For data reuse, it is important to consider the sampling frequency of the different deployments. For example, recordings acquired at 44.1 kHz allow analysis up to 22.05 kHz based on the Nyquist theorem (Fig. 5). Another limitation arises from strumming noise in the low-frequency range (i.e., below 200 Hz) of the drifting recordings. Strumming noise was minimal in most recordings, which were the ones used in the related publication², but increased when wind speeds were higher in the remaining recordings.

Fig. 5.

Schematic representation of aliasing. The original signal is shown in black. When the signal is downsampled at the correct sampling rate, it is represented in blue. Downsampling at an incorrect sampling rate produces a distorted signal, shown in red, which differs from the original.

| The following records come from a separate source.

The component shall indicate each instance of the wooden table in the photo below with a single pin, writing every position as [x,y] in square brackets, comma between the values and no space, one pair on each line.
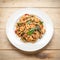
[51,7]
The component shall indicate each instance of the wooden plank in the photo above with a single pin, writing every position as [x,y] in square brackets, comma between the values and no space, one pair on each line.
[54,44]
[54,14]
[30,3]
[17,55]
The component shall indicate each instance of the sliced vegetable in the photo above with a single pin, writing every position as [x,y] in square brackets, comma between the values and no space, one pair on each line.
[28,22]
[38,28]
[41,22]
[19,24]
[31,31]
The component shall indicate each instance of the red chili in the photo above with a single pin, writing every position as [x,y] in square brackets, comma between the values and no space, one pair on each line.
[26,14]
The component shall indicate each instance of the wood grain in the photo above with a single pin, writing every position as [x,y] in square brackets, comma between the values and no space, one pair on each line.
[7,12]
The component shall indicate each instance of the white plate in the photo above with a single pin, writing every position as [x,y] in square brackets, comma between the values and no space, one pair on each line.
[29,47]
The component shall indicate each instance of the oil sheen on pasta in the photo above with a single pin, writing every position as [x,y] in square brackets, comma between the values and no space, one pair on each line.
[29,28]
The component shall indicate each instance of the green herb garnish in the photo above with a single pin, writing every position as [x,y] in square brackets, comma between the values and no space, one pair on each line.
[19,24]
[31,31]
[41,22]
[28,22]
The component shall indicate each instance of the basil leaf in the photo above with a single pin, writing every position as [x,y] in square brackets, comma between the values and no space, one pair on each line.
[19,24]
[28,22]
[31,31]
[41,22]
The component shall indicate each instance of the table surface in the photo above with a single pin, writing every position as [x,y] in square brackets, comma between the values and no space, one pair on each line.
[51,51]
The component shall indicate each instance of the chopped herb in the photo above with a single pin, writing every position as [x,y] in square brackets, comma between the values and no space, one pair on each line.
[31,31]
[41,22]
[19,24]
[28,22]
[38,28]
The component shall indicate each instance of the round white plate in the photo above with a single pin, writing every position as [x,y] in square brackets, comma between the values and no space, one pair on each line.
[29,47]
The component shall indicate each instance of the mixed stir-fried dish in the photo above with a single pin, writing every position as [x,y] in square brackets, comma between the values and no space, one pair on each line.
[29,28]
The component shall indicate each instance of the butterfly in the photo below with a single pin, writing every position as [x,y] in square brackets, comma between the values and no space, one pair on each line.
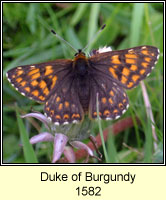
[70,87]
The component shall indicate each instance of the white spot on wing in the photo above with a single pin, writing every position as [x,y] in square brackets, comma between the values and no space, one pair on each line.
[104,49]
[56,123]
[65,123]
[117,116]
[108,118]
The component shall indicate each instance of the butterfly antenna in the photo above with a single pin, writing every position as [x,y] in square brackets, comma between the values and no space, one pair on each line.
[91,41]
[59,37]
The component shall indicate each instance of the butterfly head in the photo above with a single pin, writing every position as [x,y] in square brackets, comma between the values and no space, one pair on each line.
[79,55]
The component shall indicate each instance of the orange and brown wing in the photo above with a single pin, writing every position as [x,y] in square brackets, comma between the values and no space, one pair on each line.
[126,67]
[39,81]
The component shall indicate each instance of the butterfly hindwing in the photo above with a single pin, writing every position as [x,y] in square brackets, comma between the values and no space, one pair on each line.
[112,100]
[64,106]
[126,67]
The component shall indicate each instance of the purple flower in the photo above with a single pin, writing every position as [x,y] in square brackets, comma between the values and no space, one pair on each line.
[61,137]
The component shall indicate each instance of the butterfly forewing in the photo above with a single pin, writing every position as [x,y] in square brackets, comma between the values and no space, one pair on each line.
[38,81]
[69,88]
[126,67]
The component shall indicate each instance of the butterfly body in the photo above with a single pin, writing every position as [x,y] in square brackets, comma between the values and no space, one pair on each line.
[69,88]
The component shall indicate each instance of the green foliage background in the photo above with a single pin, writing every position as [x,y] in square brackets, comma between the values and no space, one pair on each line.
[27,40]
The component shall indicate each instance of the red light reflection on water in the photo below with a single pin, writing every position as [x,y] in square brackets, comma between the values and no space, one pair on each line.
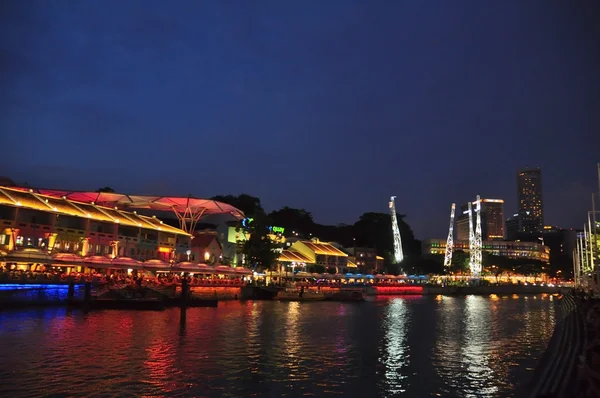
[387,297]
[398,290]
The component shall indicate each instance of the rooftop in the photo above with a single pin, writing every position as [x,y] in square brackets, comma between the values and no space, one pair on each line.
[31,200]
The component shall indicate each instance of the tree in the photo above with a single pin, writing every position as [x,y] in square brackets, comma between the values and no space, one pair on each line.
[259,249]
[460,262]
[249,204]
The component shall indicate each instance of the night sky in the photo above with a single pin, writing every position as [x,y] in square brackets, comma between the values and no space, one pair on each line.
[331,106]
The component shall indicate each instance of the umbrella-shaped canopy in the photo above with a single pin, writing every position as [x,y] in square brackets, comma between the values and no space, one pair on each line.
[97,261]
[156,265]
[127,262]
[28,256]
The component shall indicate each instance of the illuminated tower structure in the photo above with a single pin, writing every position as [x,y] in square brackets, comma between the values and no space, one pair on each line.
[471,238]
[398,253]
[450,241]
[478,244]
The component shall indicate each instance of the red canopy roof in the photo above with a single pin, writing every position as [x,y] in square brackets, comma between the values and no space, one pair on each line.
[189,208]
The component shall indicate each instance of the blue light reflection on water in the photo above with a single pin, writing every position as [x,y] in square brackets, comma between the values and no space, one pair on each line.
[37,292]
[415,345]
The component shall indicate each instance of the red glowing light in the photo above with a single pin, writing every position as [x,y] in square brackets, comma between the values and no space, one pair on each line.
[398,290]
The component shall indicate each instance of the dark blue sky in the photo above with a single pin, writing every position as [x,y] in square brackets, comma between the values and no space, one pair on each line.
[332,106]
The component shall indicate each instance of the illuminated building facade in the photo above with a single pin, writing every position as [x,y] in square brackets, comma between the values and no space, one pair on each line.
[530,201]
[366,259]
[205,248]
[516,250]
[57,225]
[492,220]
[321,253]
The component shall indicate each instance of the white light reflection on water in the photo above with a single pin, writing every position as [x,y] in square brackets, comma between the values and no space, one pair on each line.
[479,374]
[447,358]
[393,354]
[253,345]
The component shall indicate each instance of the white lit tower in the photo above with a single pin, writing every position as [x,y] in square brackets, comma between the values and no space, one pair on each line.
[471,239]
[478,245]
[450,241]
[398,254]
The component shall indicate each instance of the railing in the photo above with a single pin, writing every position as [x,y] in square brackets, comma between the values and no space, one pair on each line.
[556,374]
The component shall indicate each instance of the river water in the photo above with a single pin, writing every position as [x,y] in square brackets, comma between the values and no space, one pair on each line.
[410,346]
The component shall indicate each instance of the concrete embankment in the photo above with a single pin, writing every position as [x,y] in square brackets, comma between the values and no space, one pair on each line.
[498,290]
[556,373]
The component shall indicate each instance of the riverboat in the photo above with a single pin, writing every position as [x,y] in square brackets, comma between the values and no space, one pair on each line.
[299,295]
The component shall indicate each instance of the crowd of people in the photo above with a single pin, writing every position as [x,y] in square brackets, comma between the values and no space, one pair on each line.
[118,279]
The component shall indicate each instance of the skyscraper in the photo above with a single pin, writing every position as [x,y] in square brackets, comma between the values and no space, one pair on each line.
[530,202]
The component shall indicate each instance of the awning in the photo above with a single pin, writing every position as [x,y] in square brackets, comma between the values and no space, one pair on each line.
[224,269]
[97,261]
[28,256]
[186,267]
[67,258]
[156,265]
[126,262]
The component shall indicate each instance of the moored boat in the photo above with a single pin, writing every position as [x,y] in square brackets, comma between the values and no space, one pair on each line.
[299,295]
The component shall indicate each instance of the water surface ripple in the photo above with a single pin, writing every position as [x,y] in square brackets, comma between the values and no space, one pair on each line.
[411,346]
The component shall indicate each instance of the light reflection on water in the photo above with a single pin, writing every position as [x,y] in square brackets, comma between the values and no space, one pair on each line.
[394,355]
[411,346]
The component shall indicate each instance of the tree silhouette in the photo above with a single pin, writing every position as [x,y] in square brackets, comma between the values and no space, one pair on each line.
[249,204]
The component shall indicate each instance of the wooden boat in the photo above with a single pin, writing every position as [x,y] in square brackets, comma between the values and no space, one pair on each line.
[299,295]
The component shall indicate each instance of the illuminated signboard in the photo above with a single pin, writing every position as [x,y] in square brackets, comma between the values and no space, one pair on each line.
[277,230]
[273,229]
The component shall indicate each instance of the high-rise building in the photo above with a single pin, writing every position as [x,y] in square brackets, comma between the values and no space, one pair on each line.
[492,220]
[530,202]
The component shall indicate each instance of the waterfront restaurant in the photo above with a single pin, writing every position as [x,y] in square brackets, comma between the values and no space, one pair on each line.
[322,253]
[291,260]
[34,227]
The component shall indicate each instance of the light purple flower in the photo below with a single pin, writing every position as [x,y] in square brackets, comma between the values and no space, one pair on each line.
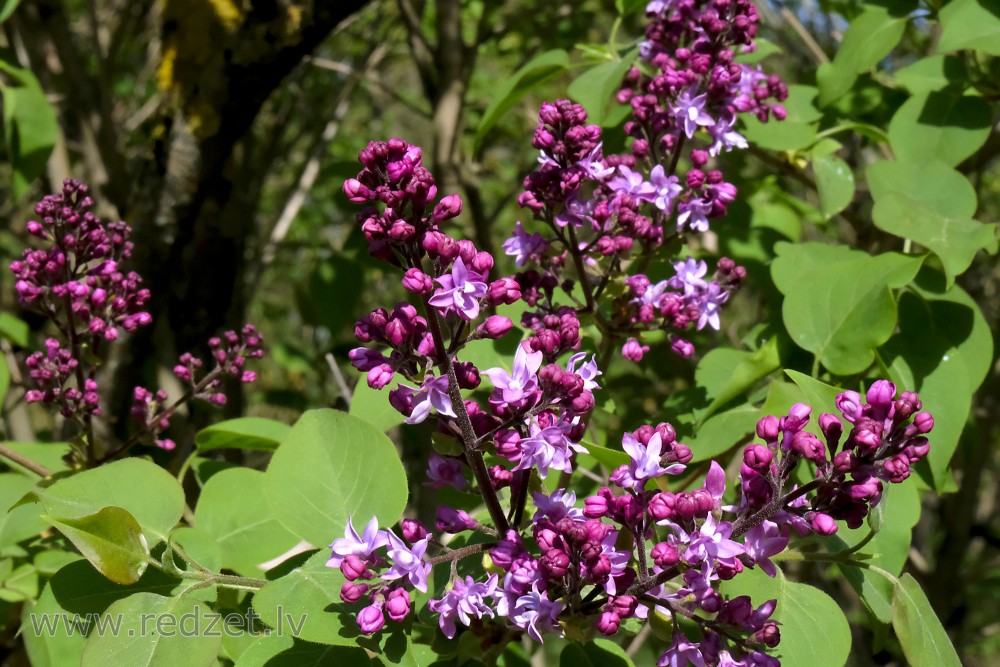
[666,187]
[521,380]
[352,544]
[522,245]
[690,276]
[460,291]
[711,542]
[681,654]
[631,182]
[556,506]
[644,464]
[593,166]
[465,601]
[762,542]
[408,562]
[433,393]
[689,112]
[546,448]
[537,614]
[444,472]
[693,214]
[588,370]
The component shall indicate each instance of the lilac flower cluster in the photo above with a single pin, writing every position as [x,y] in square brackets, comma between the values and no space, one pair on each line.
[78,283]
[230,354]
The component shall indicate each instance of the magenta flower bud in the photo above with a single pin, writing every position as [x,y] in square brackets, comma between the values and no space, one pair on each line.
[449,207]
[808,446]
[768,429]
[897,468]
[757,457]
[371,619]
[607,623]
[849,404]
[354,568]
[822,523]
[769,635]
[413,530]
[398,604]
[924,422]
[417,282]
[496,326]
[380,376]
[633,350]
[351,592]
[664,555]
[661,506]
[555,563]
[845,462]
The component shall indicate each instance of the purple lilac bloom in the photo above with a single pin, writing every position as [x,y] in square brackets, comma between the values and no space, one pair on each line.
[690,112]
[762,542]
[690,276]
[521,380]
[588,370]
[352,544]
[693,213]
[556,506]
[644,464]
[460,291]
[408,562]
[444,472]
[667,188]
[465,600]
[433,393]
[681,654]
[711,542]
[631,182]
[592,164]
[537,614]
[522,245]
[546,448]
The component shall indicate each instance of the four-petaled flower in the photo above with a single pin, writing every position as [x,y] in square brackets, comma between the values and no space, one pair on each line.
[460,291]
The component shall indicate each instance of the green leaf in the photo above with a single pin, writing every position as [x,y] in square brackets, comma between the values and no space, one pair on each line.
[924,641]
[232,510]
[243,433]
[56,628]
[143,489]
[970,24]
[834,183]
[373,406]
[940,125]
[111,540]
[838,302]
[30,126]
[330,467]
[869,38]
[596,87]
[13,329]
[736,374]
[814,630]
[283,651]
[309,596]
[722,431]
[7,8]
[155,631]
[536,71]
[954,240]
[933,74]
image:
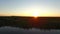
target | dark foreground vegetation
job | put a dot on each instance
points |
(30, 22)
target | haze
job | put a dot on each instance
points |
(29, 7)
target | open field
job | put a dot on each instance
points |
(30, 22)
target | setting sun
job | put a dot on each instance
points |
(35, 14)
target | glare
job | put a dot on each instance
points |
(35, 14)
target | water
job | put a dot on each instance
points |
(16, 30)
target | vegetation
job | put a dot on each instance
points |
(30, 22)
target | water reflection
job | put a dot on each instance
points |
(17, 30)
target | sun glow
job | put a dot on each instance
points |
(35, 14)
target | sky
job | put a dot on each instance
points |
(29, 7)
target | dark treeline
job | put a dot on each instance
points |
(30, 22)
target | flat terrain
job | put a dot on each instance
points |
(30, 22)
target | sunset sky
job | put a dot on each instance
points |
(29, 7)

Additional considerations for users interested in automatic descriptors of high-frequency biophony (>1.5 kHz) to characterize benthic invertebrate sounds include the presence of odontocete vocalizations within the same frequency range. Similarly, at low frequencies (<2 kHz), where fish sounds are typically found, humpback whale vocalizations are present during the austral winter, primarily at Moorea Island and, to a lesser extent, at Bora Bora Island. Anthropophony, mainly from boat passages, is also present in the recordings.

Usage Notes

All recordings are provided in standard uncompressed WAV format and can be accessed directly through the corresponding Zenodo repositories listed above. They can be opened and analyzed using common audio or signal processing software, such as Audacity, Raven Pro, Raven Lite, Avisoft SAS Lab Pro, or via libraries in R, MATLAB, or Python. Spectrograms and power spectra can be generated using standard FFT-based methods; with users advised to adjust the FFT window size according to the frequency range of interest. When merging or comparing datasets, note that different recording systems, including distinct hydrophones and sensitivities, were used in some deployments. Detailed information is provided in the metadata.

Author contributions

X.R.: Conceptualization, Methodology, Validation, Formal analysis, Investigation, Data Curation, writing – original draft, writing – review and editing, visualization, supervision, and project administration.

Data availability

Recordings from the rariphotic zone are available at 10.5281/zenodo.12580170. Drifting recordings are available at 10.5281/zenodo.7528211. Recordings from MCEs and corresponding altiphotic reefs are available at 10.5281/zenodo.11960305. Altiphotic reef recordings from 2021 are available at the following locations: Temae, 10.5281/zenodo.13954462 and 10.5281/zenodo.18538488, Nuarei, 10.5281/zenodo.13958536 and 10.5281/zenodo.18540017, Pihaena, 10.5281/zenodo.13959351 and 10.5281/zenodo.18546639, Entre-deux-baies (E2B), 10.5281/zenodo.13963791 and 10.5281/zenodo.18549519, Aroa, 10.5281/zenodo.18431776 and 10.5281/zenodo.18541031, Vaiare, 10.5281/zenodo.18478508 and 10.5281/zenodo.18538018, Tetaiuo, 10.5281/zenodo.13968891 and 10.5281/zenodo.18482232, Gendron, 10.5281/zenodo.18478655 and 10.5281/zenodo.18482224, Tiahura, 10.5281/zenodo.18478660 and 10.5281/zenodo.18482208, and Papetoai, 10.5281/zenodo.18478672 and 10.5281/zenodo.18482199. Marine sounds below 2 kHz from French Polynesia are available at 10.5281/zenodo.12570714 and the sound identification key for biological sounds below 2 kHz from mesophotic reefs in French Polynesia is available at 10.5281/zenodo.10592329.

Code availability

No custom code is relevant to this dataset.

Competing interests

The authors declare no competing interests.